The first thing that came to mind when I heard about the Jasper, Texas: The Community Photographs of Alonzo Jordan, on view at the ICP, was the film “Two Towns of Jasper,” a documentary about the 1998 racially-motivated murder of James Byrd Jr. in Jasper, Texas which I saw at Sundance in 2002. The film’s brilliance was in having two directors – Marco Williams, black, who focused on the story from the African American subjects; and Whitny Dow, white, who did the same from the white side of town. When white Jasper spoke of James Byrd they painted a picture of a social outcast, down and out, drunkard. However, Black Jasper spoke about the man James Byrd – who was lynched – as a brother, friend, cousin, classmate.
So, I was very interested in this Black community and how it lived and saw itself, and pictured itself through the lens of an African American photographer, Alonzo Jordan – who was also a barber, a deacon and a Mason, too. He photographed the everyday special events of his community for three decades. His importance in the community as a photographer was central to the exhibition currently on view at the International Center of Photography through May 8, 2011, and organized by guest curator Alan Govenar. You first encounter Jordon’s work in the iconic image of men by a bus, standing next to a life-size video installation of people from Jordon’s community. Standing in limbo, these full-body testimonials are reminiscent of portraits from… Yet, They speak directly to us. We see and hear Jordan’s wife, his patrons, grand-kids, friends, neighbors share their memories of his love for his work, his process, his dedication to community and his character.

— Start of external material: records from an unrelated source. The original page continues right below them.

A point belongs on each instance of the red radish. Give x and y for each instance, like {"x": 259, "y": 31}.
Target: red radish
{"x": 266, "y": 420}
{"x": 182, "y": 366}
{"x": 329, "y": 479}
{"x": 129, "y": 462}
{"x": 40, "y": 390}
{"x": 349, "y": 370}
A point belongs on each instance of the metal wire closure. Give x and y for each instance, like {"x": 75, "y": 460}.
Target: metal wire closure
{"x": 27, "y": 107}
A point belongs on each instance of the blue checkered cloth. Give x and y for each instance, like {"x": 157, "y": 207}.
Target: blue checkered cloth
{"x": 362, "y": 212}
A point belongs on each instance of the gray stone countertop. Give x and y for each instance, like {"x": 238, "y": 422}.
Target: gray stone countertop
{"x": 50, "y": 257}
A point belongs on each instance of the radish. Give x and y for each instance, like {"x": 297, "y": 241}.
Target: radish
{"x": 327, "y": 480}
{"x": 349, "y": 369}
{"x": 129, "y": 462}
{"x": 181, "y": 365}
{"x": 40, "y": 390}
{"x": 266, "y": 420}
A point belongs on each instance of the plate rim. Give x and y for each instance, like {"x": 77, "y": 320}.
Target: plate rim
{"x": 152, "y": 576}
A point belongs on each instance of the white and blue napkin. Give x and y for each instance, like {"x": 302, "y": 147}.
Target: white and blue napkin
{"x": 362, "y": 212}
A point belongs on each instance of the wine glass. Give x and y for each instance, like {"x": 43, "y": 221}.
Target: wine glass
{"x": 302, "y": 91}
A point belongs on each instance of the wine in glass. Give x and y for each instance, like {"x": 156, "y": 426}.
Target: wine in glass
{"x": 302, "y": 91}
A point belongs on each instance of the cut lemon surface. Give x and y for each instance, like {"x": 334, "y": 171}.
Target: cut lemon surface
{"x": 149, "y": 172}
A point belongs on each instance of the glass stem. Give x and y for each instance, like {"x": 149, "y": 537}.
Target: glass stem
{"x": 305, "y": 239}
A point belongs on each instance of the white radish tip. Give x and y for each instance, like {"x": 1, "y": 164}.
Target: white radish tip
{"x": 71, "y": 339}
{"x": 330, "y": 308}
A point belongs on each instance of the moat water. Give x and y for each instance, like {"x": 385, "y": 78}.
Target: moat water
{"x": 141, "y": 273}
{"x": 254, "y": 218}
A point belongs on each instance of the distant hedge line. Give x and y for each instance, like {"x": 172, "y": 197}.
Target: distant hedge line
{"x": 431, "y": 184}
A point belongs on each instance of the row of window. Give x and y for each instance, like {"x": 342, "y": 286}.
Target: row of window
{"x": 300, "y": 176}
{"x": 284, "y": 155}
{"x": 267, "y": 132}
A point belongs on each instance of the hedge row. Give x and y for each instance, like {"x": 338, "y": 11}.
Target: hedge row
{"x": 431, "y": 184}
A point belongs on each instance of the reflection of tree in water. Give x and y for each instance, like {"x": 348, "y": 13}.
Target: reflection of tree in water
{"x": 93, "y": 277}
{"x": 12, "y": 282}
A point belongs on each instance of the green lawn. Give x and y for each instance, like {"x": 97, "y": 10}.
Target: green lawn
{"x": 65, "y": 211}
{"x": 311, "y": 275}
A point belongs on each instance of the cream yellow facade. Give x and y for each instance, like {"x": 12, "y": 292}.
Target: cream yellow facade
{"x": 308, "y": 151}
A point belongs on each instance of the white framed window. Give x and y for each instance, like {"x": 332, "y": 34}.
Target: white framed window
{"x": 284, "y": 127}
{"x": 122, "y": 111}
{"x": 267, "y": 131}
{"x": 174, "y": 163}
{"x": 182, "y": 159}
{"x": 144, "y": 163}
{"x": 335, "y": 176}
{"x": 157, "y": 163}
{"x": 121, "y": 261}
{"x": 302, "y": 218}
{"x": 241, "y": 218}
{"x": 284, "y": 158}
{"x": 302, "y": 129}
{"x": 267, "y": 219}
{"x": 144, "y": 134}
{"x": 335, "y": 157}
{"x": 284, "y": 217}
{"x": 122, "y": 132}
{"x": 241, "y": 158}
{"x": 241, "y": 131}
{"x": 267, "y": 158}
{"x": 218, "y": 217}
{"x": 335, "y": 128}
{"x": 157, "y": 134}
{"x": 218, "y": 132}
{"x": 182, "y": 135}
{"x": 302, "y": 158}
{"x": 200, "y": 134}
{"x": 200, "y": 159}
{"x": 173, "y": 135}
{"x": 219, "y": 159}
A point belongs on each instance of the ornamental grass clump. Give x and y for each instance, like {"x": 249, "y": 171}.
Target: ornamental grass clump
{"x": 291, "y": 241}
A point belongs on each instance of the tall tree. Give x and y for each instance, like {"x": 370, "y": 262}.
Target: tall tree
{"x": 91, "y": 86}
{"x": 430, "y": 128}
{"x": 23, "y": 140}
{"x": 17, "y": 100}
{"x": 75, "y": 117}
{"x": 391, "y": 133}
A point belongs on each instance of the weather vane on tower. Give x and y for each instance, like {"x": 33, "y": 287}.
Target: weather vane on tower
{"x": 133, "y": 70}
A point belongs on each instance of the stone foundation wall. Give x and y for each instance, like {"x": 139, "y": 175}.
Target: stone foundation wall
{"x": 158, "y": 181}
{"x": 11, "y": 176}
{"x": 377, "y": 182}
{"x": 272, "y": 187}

Once inside the exhibition, we are immersed in the world and history of Colored Jasper. Familiar images of church gatherings, weddings, social events, sports event, parades, and other communal rituals cousin us. It is beautiful, it is comfortable, it is familiar. And yet we know that there is an ever-present danger of violence and erasure, underscored by the images of smiling and hopeful high school class portraits, the center image of which is of a young James Byrd.
Black photographers like Jordon documented African American communities and families all across the country since the invention of photography. This was extensively documented in Deborah Willis’s ground-breaking book Reflections in Black: Black Photographers from 1840 to the Present. We are currently making a film inspired by this hidden history of Black Photographers. Our community engagement site Digital Diaspora Family Reunion also reveals ‘hidden histories’ of African American and African Diasporic families through their photographic archives which are the result of professional studio images as well as snap shots. It is in looking at these images by Jordan, and other lesser-known Black photographers, that we not only begin to get a fuller picture of WHO WE ARE, but the power of the act of documenting ourselves and affirming our humanity even in the face of adverse and dehumanizing conditions.